Now, NMG had requested the court to settle the case at Sh2.8 million, but the court settled on Sh20 million even though the judge had asked for Sh32 million. So, is there a standard and verifiable yardstick that the court used to arrive at the decision where it found Sh.32 million was excessive and Sh.2.8 million minimal?

The case of Synergy Industrial Credit Limited against Cape Holdings also raises similar concern of how courts calculate damages.

In 2010, Synergy approached Cape Holdings, at that time developing 14 Riverside complex, to purchase one block. Formal sale agreements were signed and an amount of Sh570 million paid as deposit.

A few months later, Synergy withdrew from the agreement accusing Cape Holdings of repudiatory breach of contract.

Cape Holdings said Synergy wasn’t entitled to the full deposit and it also requested customised changes to the building and therefore incurred additional cost escalating.

The matter ended in arbitration in 2012, and the crux of the matter comes in here. The arbitrator awarded Synergy a sum of Sh1.67 billion, with Sh750 million as interest, Sh.148 million as income opportunity loss and Sh50 million in foreign exchange loss.

The arbitrator calculated a compounding interest at the rate of 18 percent. This led to interest being more than the principal amount. The arbitrator appeared to have ignored the “In Duplum rule”, which states that interest cannot accumulate more than the loan once the accrued interest equals the amount of loan.

The second issue is that the arbitrator calculated both interest and income opportunity loss. So why is interest being charged if income opportunity loss also applies? Grant of interest is what is mostly used in terms of contractual breach to get the income opportunity loss.

Notably, the arbitrator also awarded foreign exchange loss when the transaction was done in Kenya shillings.
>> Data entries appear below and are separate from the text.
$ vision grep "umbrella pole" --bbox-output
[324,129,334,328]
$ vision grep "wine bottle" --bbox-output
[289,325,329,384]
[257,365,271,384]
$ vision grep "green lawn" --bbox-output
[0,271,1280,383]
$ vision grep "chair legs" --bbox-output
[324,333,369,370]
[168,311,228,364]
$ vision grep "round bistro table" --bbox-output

But that is not the end of it, the matter went to the High Court and the Court Appeal, which both set aside the arbitration ruling. Synergy went to the Supreme Court and the matter was referred back to the Court of Appeal, which reinstated the arbitration ruling.

The court applied the compound interest at the rate of 18 percent again from January 2015 to February 2021, using the Sh1.67 billion awarded by the arbitration as principal amount and awarded the interest alone to Sh.3.35 billion.
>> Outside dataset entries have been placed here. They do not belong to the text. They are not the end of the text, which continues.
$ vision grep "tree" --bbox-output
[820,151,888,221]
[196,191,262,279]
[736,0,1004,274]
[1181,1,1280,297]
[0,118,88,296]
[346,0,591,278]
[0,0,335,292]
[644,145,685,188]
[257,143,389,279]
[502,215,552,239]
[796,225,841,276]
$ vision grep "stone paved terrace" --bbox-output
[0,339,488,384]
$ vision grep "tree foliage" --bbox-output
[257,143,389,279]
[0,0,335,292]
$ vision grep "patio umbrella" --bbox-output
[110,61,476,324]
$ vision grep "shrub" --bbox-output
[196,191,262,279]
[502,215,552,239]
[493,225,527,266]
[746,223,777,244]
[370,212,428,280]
From Sh570 million to Sh5 billion within 10 years, does the court believe it delivered justice here? What the court did here was to simply take away the property (now placed on auction) without due process.

The bigger danger is that such legal precedents shape and perhaps change the law in fundamental ways if not reviewed.

In 2001, Nicholas Biwott was awarded a hefty sum of Sh67.5 million in a defamation suit and this case has set precedence till today in awarding hefty defamation fines to public figures.